By the time he lifted his body from the grass, Ivanisevic had stepped over the net, and they hugged. "Any time you are in a match that goes to five sets, where both of you are doing everything you can just to stay in the match, there is a bond that develops out there that you cannot explain to anybody else except if you are an athlete and feel it out in the heat of battle,'' Agassi said.

In the same way, he embraced Wimbledon. "I am really kind of sad, because the sport has offered me and my life so much and this tournament has offered me and my life so much. It is a shame that I didn't respect it a little earlier.''

The 22-year-old Agassi is the first American to win the title since his friend John McEnroe in 1984, and the first from anywhere to accomplish the feat from the baseline since Jimmy Connors defeated McEnroe in 1982.

Agassi, who overwhelmed McEnroe in the semi-finals on Saturday, is the best returner of serve since Connors. Comparison will also be made with Borg, who drove his way from the back-court to win five consecutive championships.

While Agassi's Donnay rackets are the graphite grandchildren of Borg's wooden armoury, his style is more flashy and his personality more bouncy than the Swede, whose pinstripes were apposite to his fully focused, businesslike approach. The American does, however, share Borg's penchant for dismantling the big servers.

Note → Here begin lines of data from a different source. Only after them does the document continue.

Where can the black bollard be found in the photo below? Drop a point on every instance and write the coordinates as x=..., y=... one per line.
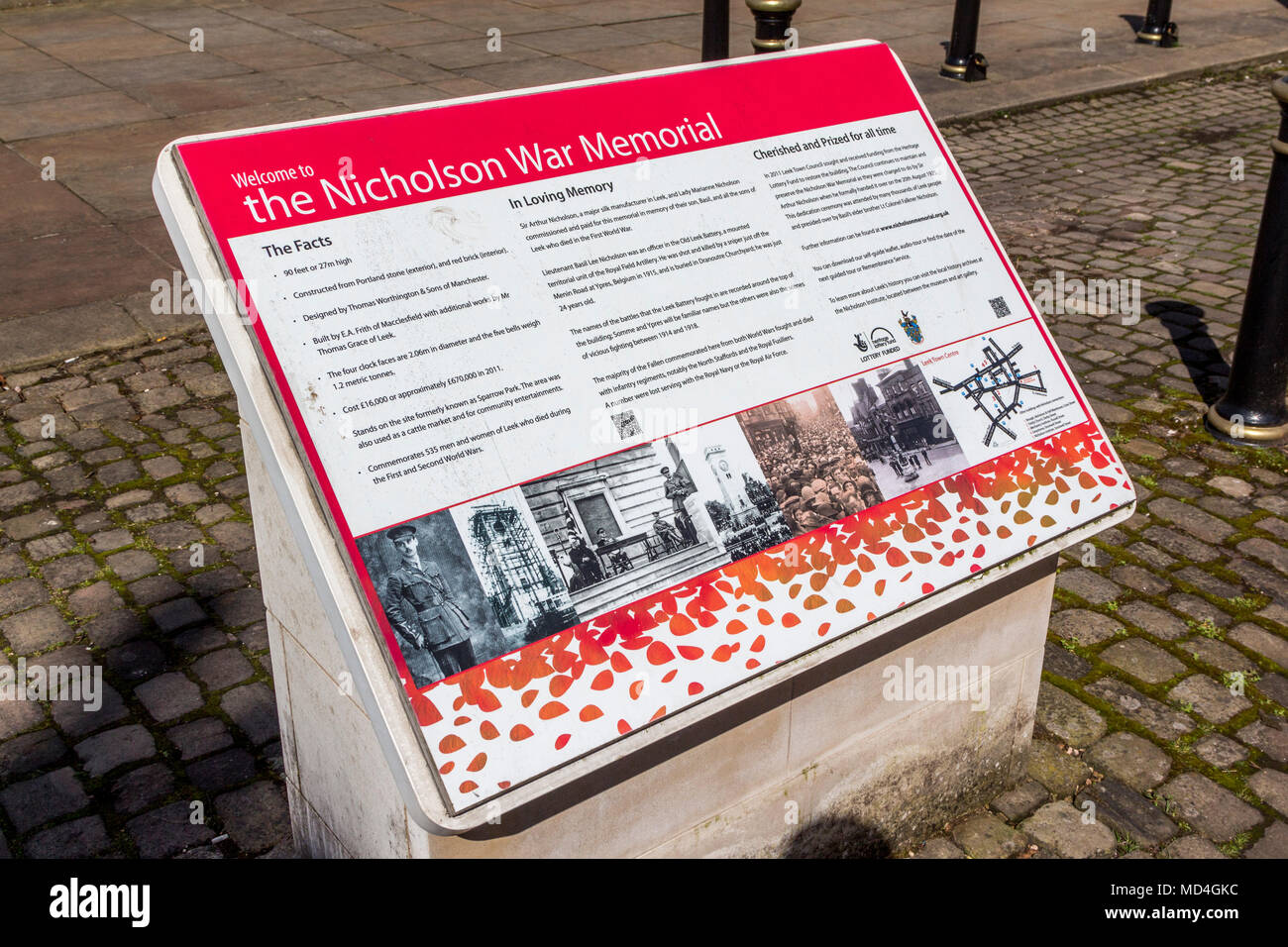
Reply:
x=964, y=63
x=715, y=30
x=773, y=20
x=1158, y=30
x=1253, y=407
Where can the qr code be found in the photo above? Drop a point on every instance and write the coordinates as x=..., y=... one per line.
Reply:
x=626, y=424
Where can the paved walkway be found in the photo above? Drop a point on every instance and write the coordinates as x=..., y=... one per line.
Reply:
x=91, y=91
x=125, y=538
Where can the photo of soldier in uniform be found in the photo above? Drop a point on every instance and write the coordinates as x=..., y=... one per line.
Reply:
x=432, y=598
x=811, y=464
x=898, y=424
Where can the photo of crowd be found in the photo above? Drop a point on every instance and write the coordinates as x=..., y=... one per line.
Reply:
x=810, y=460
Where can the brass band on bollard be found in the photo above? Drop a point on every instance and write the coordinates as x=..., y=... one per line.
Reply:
x=1253, y=407
x=773, y=21
x=1247, y=432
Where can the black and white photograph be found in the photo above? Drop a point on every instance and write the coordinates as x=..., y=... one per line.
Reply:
x=810, y=460
x=439, y=613
x=625, y=526
x=732, y=486
x=523, y=585
x=900, y=427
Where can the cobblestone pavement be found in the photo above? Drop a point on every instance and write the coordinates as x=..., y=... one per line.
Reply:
x=91, y=91
x=125, y=539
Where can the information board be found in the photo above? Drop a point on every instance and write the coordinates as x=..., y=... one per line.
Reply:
x=621, y=393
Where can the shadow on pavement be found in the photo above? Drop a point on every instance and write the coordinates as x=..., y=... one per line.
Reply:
x=1198, y=351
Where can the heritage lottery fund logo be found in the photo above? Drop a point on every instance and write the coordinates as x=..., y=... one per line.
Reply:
x=912, y=682
x=89, y=900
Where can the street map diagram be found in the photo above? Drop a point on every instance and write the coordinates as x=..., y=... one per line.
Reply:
x=996, y=386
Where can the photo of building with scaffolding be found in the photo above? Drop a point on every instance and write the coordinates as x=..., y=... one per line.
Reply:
x=523, y=586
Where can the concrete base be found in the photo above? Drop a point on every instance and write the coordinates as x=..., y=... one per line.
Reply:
x=818, y=766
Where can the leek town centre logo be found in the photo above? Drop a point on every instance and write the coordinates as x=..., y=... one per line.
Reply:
x=911, y=329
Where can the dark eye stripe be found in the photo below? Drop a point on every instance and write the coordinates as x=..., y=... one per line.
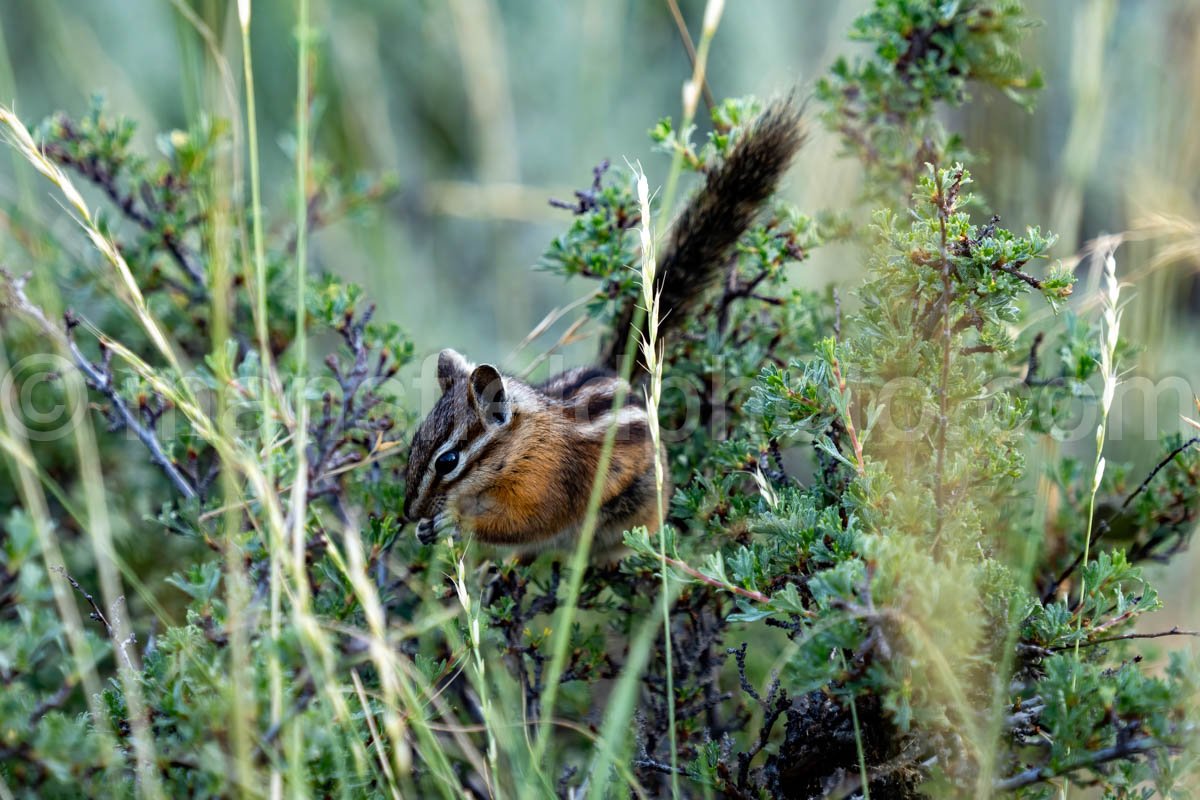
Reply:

Though the aces rained again yesterday, the 20-year-old Ivanisevic was unable to break Agassi's serve until the second game of the fourth set. By then they had been through a tie-break, which the Croat edged, 10-8, and two sets which were dominated by Agassi from the moment he broke Ivanisevic in the opening game of the second set.

It was only the eighth time in the entire tournament that Ivanisevic's service game had been penetrated. It was to happen twice more, the second time terminally, with those self-inflicted wounds.

Ken Rosewall, popularly regarded as the best player never to win the title, was watching from the Royal Box. The great Australian would have felt for both players, though particularly for Ivanisevic, who at least has the youth to build successfully on the experience of his first Grand Slam final.

Though Agassi had a tick on his cap, it did not remind him to doff it to the Duchess of Kent when he was presented with the trophy and the winners' cheque for pounds 265,000. The odd lapse of protocol will be overlooked on this occasion.